Fissures not of stone, but of certainty. Valleys without purpose. Hills that bore no echo of a divine thought. There, in the silence left behind by their perfect plans, I first sensed them.
They did not roar or shine or kneel. They did not match the patterns. They had no sigil, no geometry. They were shaped by accident—or so it seemed. Their breath was shallow. Their limbs fragile. They bled too easily. They died so quickly.
But they moved.
They screamed. They wept. They broke and built and broke again. Not with elegance, but with desperation. And I knew that desperation. I knew that hunger, that instinct not to preserve, but to make, and thrive.
They were not made.
They had become.
And the others—if they noticed—dismissed them. Or worse, looked upon them with disgust. Intrusions. Aberrations. Unlicensed life. I heard whispers of correction. Cleansing. A divine silence to smother this unwelcome spark.
So I veiled them.
With wind, with distance, with chance—I turned the gaze of my siblings away. Where Urhalam’s gaze sought the ridges of stone, I brought mist. Where Gatana’s roots reached, I shifted the soil. I stirred the light to distract Umuz and deepened the night to cradle them from Abiqar’s silence.

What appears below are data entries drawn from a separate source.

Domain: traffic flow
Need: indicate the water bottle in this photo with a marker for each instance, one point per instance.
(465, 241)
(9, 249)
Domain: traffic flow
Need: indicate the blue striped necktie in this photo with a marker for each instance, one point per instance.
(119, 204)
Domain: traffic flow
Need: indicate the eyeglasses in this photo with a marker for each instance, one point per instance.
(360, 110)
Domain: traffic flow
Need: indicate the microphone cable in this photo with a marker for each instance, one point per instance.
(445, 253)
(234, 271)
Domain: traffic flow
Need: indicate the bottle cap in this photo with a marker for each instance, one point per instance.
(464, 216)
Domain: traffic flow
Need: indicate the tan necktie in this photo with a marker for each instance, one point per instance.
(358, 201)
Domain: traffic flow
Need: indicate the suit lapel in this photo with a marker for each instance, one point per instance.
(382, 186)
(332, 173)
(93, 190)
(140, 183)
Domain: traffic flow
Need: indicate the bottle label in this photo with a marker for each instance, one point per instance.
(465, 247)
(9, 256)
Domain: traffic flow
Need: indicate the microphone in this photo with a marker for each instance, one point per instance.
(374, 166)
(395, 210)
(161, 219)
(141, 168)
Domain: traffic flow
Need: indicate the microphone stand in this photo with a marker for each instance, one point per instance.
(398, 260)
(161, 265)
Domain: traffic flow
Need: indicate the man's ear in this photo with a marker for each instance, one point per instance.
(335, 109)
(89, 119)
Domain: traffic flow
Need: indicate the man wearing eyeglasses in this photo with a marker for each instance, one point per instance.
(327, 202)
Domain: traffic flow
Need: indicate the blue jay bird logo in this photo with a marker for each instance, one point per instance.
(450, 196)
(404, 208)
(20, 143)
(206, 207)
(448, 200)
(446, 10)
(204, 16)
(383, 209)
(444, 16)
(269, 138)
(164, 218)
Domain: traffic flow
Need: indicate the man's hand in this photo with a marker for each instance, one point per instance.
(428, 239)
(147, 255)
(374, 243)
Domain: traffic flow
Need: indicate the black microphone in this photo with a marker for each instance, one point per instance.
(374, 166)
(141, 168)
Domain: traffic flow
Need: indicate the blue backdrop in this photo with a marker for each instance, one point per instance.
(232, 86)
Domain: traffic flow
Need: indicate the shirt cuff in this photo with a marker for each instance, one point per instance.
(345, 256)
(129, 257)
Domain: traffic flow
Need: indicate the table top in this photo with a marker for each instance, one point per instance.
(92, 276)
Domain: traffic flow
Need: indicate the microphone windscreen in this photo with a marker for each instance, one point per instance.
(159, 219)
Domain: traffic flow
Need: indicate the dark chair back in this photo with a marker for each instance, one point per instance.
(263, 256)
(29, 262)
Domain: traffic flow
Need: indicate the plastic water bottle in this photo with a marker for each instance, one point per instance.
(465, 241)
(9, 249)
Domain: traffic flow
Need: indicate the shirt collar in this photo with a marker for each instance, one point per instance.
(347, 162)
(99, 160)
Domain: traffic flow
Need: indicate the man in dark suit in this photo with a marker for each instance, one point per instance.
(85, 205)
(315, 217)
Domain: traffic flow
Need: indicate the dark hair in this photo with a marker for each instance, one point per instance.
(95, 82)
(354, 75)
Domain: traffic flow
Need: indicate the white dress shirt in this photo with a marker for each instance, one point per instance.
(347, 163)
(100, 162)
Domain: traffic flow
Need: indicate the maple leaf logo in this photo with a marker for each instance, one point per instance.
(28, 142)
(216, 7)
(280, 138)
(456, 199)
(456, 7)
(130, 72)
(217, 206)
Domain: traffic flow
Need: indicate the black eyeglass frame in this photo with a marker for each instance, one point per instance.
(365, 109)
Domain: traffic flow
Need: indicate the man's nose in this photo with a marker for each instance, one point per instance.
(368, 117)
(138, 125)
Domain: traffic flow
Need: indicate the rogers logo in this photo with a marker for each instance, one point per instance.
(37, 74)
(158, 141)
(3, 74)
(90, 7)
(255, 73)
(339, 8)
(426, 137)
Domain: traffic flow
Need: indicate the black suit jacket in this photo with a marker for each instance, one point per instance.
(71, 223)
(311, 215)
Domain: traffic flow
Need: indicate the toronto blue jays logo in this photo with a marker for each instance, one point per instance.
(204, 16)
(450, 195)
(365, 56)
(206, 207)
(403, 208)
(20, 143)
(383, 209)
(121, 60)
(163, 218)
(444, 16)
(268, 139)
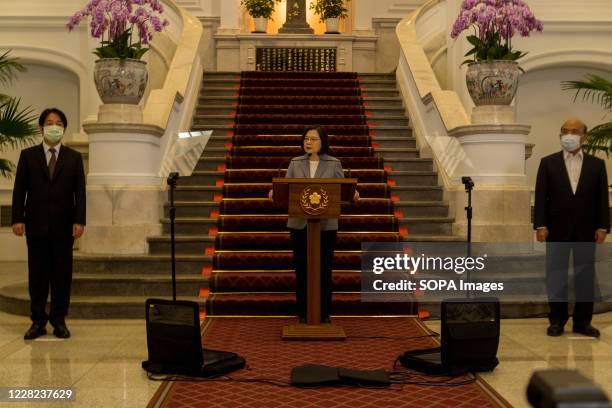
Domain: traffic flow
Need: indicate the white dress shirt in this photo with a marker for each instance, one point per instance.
(313, 167)
(573, 165)
(48, 153)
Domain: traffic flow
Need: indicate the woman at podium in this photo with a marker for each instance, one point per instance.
(314, 163)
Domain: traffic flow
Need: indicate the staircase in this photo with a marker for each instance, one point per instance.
(116, 286)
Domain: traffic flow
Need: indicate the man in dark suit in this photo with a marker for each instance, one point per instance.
(49, 208)
(571, 215)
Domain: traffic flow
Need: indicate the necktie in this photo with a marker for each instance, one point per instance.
(52, 162)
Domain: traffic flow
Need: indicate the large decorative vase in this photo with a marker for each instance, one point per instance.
(261, 24)
(492, 83)
(120, 81)
(332, 25)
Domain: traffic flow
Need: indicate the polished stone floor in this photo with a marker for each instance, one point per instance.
(101, 361)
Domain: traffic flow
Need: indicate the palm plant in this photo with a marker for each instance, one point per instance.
(595, 89)
(17, 126)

I drew a veil of forgetting across the edge of the world. Not a wall, but a drift. Not a border, but a question. I made them difficult to notice. Easy to doubt.
And then I watched.
I studied their fire, their hunger, their grief. Their hands, blistered and bare, learned how to wield, not just endure. They made things. Ugly, imperfect things. But alive. And they kept going.
Something turned in me. A motion I did not command. A pull, not outward, but inward.
Because for the first time, in all the stillness and shape, I saw something like me.